Even if a hospital were not directly affected by a terrorist event, it could indirectly become a casualty. As was clearly demonstrated in the Tokyo sarin incident, chemically contaminated but ambulatory victims might not wait for the arrival of hazardous-materials and decontamination units at the scene. Entrance of these victims into emergency departments would threaten existing patients and staff and might force closure of the department itself.

In one 2001 study conducted in the northwest United States, only 6 percent of hospitals surveyed had the capability to manage a hypothetical sarin incident. Although 75 percent of facilities responding had some decontamination capabilities, these were minimal and certainly would not be able to handle even a moderate number of contaminated casualties.

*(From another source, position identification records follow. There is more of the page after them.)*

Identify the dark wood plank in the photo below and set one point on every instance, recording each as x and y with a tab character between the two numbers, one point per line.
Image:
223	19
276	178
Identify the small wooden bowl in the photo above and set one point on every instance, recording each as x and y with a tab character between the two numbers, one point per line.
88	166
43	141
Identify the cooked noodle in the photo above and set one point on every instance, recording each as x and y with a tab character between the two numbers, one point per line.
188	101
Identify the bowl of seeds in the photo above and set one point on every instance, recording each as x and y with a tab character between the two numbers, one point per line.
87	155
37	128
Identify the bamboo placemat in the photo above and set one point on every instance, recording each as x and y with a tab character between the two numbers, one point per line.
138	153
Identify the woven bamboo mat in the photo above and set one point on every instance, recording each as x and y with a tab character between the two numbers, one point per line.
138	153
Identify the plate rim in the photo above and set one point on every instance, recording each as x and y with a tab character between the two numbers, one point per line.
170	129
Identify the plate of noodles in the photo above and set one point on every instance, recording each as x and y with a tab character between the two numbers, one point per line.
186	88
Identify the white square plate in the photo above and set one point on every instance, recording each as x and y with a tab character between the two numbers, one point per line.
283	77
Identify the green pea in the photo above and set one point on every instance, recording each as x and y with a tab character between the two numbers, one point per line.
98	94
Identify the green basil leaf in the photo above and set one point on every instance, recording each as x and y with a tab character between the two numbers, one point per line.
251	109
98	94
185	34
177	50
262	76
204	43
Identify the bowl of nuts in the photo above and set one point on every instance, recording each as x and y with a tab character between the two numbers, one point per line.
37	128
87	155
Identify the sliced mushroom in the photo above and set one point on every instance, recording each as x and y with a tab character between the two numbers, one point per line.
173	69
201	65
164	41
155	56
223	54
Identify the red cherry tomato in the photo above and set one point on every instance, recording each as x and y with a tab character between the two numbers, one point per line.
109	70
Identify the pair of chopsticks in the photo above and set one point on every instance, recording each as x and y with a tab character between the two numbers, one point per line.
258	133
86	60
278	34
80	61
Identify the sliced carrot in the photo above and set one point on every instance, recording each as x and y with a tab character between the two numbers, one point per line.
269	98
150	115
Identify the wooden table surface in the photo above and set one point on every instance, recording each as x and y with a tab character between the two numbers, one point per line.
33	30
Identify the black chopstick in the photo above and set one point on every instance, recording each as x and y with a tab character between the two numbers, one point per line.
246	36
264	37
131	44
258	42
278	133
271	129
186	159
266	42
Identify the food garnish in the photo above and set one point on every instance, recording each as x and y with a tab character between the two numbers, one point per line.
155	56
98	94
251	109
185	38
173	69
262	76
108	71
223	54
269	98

Few hospitals had personal protective equipment appropriate for responding to a chemical incident, and in those that did, the equipment was minimal (one or two respirators or masks). Only about half of the hospitals polled had antibiotic supplies sufficient to provide prophylaxis to even 50 individuals for two days (Wetter, Daniell, and Treser 2001).

Improvements may have occurred since this study was published; however, it is unlikely that funding has sufficiently improved to produce a dramatic turnaround in these results in such a short period of time. Hospitals designated as receiving facilities for accidents at nuclear power facilities are required to have appropriate equipment, training, and testing to manage small numbers of casualties from incidents at these locations, but most hospitals in the United States do not.